May 19, 2017
The Law Society of Upper Canada expresses grave concern about the conviction of lawyer Mohamed Ramadan in Egypt.
Mohamed Ramadan is a human rights lawyer whose work includes the representation of human rights defenders, political prisoners and victims of police brutality. He is a former member of the Arabic Network for Human Rights Information (“ANHRI”). The ANHRI is a non-governmental organization devoted to promoting freedom of expression across the Middle East and North Africa. Based in Cairo, Egypt, the organization focuses on supporting free expression and assisting persons detained for expressing their personal views.
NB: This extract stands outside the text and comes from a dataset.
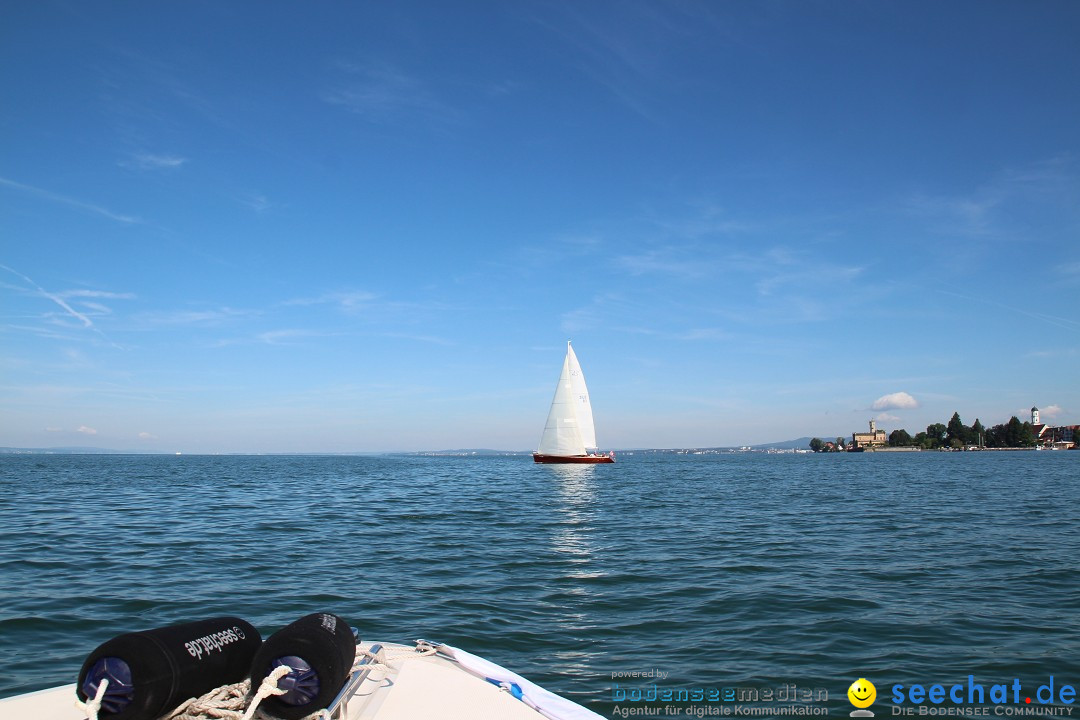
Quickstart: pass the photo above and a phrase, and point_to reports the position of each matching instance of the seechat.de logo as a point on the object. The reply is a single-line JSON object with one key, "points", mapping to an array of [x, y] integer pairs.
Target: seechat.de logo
{"points": [[862, 693]]}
It also advocates against censorship by Arab governments.
It has come to the Law Society’s attention that on April 12, 2017, Mohamed Ramadan was summarily found guilty of “insulting the president, misusing social media, and inciting violence”. Consequently, he was sentenced to ten years in prison, following which he is to be placed under house arrest and banned from using the internet for a five-year period. The conviction was rendered on the allegation that by creating Facebook pages which featured publications and sentiments with the potential to disrupt public order, Mohamed Ramadan incited terrorism, harmed national unity and social peace, and weakened the public’s trust in the ruling regime.
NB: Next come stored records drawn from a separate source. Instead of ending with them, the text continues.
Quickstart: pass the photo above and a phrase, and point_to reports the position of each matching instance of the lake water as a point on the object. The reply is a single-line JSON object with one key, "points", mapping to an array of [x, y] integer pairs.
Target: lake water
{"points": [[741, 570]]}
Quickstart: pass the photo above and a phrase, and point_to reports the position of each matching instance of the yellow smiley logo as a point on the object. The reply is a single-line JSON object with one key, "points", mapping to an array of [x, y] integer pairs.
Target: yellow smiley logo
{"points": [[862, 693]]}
According to Mohamed Ramadan and his lawyers, the case against him has been fabricated by Egyptian authorities as a direct response to his work on behalf of victims of torture by the Egyptian police. Such an inference could be drawn from the fact that the evidence used against him in court consisted of posts published on fake Facebook profiles that had been created by a third party for the purposes of impersonating Mohamed Ramadan without his knowledge or consent. Moreover, all but one of the witnesses who testified against him were representatives of the Egyptian police force.